In the second attempt, the French dragged their artillery closer to the Kamenka Brook and strengthened the troops with three extra infantry divisions from Michel Ney's corps, three from Joachim Murat's cavalry corps and additional artillery. After the attack at about 7 a.m. Compans' troops burst into the left flèche. The assault was repelled again by Russian infantry, the Akhtyr hussars and Novorossiyan dragoons. Bagration ordered Nikolay Raevsky to move the entire line of his 7th Infantry Corps (eight battalions) to the left-flank works. During the struggle, several French generals were wounded, and Louis-Nicolas Davout received a concussion after falling from a horse killed under him.

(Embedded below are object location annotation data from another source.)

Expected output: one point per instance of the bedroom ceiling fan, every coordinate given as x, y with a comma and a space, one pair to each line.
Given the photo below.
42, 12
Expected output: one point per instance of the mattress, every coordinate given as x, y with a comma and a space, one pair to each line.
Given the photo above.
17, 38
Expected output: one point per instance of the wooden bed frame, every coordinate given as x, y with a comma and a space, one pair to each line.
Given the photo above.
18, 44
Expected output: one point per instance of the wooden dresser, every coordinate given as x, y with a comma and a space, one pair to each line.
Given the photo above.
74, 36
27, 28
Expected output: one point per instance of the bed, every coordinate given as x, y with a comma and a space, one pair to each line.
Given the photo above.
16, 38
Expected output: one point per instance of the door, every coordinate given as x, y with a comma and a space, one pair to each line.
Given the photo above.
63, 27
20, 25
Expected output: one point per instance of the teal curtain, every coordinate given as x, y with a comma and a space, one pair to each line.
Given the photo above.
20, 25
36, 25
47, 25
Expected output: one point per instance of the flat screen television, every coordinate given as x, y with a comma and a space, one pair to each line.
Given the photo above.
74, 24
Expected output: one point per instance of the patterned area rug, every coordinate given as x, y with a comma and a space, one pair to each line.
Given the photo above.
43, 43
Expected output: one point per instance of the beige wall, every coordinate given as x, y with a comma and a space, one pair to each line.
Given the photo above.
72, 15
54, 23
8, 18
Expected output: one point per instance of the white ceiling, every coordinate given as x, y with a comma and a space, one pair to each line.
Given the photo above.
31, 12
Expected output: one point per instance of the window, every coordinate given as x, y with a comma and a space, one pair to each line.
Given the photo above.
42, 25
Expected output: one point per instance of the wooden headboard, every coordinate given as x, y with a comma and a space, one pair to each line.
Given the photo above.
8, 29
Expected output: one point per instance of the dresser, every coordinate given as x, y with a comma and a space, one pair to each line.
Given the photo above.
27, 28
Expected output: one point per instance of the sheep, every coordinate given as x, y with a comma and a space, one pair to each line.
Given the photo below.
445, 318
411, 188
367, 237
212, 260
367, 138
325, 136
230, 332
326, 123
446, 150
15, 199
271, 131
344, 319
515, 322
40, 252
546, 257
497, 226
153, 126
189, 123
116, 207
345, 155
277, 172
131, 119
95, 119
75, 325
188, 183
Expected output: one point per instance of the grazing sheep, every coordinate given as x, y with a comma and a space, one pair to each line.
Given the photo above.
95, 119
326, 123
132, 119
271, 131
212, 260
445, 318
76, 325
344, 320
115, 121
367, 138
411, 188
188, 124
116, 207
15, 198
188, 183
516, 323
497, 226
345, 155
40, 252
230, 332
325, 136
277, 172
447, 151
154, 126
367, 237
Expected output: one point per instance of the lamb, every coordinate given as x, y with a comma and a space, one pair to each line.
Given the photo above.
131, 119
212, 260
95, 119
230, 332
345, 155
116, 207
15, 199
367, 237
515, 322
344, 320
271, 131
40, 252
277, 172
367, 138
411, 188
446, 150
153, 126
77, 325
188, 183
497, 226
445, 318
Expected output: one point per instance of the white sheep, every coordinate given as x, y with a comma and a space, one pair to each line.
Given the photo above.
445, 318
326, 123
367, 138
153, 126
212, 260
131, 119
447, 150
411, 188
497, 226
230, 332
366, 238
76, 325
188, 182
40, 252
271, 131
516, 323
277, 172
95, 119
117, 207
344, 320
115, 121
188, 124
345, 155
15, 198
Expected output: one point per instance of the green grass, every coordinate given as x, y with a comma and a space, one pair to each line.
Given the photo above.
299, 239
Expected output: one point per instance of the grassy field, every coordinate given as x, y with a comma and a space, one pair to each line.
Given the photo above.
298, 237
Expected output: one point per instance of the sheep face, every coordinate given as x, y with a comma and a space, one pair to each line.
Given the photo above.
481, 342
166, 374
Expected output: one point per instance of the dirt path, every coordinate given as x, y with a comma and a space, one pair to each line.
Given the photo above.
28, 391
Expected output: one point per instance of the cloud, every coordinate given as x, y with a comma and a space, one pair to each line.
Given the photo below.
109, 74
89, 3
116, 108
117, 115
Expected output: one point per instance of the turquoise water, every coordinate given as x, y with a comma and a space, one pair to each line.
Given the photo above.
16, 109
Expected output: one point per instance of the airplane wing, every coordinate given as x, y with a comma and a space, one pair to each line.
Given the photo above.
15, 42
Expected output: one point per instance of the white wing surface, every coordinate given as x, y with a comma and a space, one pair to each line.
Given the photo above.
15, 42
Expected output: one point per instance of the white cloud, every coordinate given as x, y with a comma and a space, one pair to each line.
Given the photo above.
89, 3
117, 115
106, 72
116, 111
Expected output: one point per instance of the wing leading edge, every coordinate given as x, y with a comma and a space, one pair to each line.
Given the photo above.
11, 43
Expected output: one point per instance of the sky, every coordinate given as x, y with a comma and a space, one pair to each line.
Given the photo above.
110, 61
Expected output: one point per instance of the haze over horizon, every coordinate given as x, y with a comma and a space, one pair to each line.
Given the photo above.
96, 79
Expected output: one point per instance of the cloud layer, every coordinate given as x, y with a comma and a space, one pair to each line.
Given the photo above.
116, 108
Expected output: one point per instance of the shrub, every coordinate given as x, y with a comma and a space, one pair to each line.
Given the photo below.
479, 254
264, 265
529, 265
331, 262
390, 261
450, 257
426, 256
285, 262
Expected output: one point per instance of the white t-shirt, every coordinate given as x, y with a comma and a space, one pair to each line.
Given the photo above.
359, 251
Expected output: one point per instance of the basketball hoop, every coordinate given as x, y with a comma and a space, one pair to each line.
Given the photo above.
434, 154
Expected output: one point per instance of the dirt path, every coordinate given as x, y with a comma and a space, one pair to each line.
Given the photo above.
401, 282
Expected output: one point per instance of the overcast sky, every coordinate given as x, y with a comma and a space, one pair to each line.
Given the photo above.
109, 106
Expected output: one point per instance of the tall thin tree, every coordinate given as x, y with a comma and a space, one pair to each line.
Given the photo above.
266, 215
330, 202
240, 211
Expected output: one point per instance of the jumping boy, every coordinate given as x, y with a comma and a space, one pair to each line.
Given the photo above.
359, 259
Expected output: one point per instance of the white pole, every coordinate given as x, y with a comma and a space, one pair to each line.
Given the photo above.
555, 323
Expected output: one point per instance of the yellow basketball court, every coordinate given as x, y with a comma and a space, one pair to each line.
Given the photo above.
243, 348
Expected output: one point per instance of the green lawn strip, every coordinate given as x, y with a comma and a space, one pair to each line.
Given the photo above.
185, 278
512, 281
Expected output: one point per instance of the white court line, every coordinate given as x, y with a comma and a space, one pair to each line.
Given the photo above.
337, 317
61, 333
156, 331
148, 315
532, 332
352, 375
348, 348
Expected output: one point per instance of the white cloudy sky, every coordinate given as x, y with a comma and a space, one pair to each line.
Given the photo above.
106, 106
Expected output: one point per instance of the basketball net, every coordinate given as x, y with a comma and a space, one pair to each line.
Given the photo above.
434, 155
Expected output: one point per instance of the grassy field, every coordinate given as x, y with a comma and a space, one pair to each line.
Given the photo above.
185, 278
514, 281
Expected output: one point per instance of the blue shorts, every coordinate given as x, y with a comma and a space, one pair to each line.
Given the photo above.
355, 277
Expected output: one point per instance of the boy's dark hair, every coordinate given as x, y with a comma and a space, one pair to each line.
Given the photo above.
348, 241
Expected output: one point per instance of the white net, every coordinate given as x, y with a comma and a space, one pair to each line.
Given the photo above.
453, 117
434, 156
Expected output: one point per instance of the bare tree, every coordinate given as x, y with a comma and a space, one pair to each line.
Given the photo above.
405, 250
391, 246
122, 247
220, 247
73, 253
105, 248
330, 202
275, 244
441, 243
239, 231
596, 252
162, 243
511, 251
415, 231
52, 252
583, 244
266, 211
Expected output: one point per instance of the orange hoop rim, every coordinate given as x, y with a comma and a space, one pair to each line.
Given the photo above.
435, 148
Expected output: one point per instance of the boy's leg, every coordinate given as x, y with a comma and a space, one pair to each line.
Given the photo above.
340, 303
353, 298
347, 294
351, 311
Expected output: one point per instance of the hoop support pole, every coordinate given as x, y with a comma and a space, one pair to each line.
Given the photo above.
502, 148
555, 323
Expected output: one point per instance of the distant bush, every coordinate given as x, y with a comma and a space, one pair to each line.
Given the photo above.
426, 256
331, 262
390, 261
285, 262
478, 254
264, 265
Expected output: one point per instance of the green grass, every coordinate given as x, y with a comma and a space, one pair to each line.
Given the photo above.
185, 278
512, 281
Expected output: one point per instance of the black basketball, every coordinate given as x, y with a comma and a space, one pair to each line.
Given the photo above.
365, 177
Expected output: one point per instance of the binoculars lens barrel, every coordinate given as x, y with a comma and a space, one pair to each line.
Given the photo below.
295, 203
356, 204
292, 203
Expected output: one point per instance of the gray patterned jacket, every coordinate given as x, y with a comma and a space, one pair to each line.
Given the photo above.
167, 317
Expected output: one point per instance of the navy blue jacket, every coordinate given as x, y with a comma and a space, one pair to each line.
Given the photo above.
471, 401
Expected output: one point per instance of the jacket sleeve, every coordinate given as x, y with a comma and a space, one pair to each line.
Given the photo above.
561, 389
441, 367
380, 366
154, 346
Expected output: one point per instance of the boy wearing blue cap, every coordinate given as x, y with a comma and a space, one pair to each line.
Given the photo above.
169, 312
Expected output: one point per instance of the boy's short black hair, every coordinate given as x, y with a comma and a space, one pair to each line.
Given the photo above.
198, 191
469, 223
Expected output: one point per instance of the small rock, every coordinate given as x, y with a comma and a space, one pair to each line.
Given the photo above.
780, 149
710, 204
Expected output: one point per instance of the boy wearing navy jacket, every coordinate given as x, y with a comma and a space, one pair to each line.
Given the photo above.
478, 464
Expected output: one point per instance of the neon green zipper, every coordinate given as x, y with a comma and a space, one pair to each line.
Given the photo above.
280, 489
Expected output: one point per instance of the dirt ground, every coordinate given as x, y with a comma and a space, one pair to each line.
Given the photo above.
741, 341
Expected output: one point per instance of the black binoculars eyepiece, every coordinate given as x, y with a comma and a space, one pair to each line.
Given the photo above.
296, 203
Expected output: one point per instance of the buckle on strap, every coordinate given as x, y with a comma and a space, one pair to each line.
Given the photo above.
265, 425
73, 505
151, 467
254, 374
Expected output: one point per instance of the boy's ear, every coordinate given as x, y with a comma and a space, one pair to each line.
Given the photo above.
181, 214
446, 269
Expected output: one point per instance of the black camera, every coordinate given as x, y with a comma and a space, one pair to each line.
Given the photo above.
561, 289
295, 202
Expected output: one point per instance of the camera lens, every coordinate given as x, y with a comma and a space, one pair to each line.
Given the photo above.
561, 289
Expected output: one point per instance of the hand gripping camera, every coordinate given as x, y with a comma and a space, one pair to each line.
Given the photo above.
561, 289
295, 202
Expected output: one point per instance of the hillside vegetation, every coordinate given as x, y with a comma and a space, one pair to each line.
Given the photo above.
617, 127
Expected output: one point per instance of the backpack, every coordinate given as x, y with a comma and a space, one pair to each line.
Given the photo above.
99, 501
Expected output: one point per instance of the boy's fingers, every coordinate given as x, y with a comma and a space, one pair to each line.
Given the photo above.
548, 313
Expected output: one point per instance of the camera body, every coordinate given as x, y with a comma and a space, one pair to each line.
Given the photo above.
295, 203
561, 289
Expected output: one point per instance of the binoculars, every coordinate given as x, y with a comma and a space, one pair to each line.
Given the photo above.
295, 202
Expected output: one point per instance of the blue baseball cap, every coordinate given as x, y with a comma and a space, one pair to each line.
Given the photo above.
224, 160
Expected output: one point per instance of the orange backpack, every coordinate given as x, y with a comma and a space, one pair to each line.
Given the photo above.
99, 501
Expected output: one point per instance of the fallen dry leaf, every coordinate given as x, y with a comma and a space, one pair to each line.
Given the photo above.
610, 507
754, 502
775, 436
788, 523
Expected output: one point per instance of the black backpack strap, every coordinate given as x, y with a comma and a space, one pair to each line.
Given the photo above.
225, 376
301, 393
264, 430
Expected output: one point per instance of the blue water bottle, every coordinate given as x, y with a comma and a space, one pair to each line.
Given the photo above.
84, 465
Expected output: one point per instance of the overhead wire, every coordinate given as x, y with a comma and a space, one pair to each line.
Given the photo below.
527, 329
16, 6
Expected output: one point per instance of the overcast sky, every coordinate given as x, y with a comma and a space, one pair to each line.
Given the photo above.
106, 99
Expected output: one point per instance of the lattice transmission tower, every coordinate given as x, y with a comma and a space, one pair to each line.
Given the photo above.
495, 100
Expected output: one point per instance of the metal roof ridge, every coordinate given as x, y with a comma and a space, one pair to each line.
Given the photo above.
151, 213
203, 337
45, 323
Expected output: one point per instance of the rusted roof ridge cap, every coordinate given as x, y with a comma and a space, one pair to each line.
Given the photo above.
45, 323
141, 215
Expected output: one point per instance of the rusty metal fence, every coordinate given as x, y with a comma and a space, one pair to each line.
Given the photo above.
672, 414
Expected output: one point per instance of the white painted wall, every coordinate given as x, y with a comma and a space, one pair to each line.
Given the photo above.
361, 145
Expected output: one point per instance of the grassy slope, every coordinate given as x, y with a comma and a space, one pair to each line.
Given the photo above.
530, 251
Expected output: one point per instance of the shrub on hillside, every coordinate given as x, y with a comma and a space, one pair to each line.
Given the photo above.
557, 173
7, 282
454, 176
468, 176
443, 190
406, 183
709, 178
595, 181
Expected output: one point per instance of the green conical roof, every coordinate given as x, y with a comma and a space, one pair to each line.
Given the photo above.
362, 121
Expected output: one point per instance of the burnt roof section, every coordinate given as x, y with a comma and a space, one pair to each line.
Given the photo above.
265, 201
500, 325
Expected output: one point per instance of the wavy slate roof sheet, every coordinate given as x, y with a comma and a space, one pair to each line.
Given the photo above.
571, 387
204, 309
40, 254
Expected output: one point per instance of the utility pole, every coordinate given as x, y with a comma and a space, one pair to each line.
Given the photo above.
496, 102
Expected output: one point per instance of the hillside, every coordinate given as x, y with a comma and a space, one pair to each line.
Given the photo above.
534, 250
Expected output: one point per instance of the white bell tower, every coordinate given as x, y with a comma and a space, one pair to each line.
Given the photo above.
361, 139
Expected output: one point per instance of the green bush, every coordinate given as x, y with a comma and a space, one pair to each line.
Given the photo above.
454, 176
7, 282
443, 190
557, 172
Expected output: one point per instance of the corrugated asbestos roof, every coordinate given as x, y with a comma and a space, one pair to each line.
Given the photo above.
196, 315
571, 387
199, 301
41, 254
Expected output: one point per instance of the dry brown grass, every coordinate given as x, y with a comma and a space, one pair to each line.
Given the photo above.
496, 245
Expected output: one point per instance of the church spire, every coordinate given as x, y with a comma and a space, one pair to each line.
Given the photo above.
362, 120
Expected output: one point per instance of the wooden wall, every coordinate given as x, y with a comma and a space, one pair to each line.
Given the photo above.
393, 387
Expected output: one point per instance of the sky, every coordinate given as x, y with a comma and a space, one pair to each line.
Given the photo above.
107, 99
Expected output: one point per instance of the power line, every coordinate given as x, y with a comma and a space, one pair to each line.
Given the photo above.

Before the third attack, Lieutenant-General Aleksandr Tuchkov was ordered to send reinforcements, the 3rd Infantry Division of Pyotr Konovnitsyn. At about 8 a.m., after a bombardment, the French stormed the flèches again, some being eliminated with canister shot. Compans' infantry retook the left flèche while Francois Roch Ledru des Essarts' troops rushed into the spaces between flèches. The offensive was repulsed by a bayonet counter-attack of soldiers of the 2nd Combined Grenadier and 27th Infantry Divisions.

At about 9 a.m. Napoleon ordered the fourth assault. The French succeeded in taking the flèches one hour later, but were driven out soon after.

During the fifth attempt, at 11 a.m., the French took the right and the left fortifications, and General Tuchkov was killed. However, Konovnitsyn's division managed to counter-attack and repelled the French again.

An attempt to gain the flèches' rear through the forest failed.

After regrouping, Jean Andoche Junot's infantry gained the rear of the troops defending the flèches, but it was overthrown shortly after, and Ney's and Davout's frontal attacks were also parried.

The seventh assault was made futile by the Brest, Ryazan, Minsk and Kremenchug Infantry Regiments, while Ney's and Davout's offensives were warded off once more.

The last storming was so powerful that the Russian artillery failed to stop the French columns. Bagration ordered the infantry to counter-attack and not to wait till the French approached the flèches. The fierce combat lasted about an hour. General Bagration fell from his horse when hit by shell splinters while leading the counterattack and was evacuated from the battlefield. From 60,000 men assembled for storming the flèches, up to 30,000 were lost. Historians have marked the slaughter as the "grave of the French infantry". This had been the bloodiest battle ever recorded in terms of casualty rate, with around about half the combatants becoming casualties.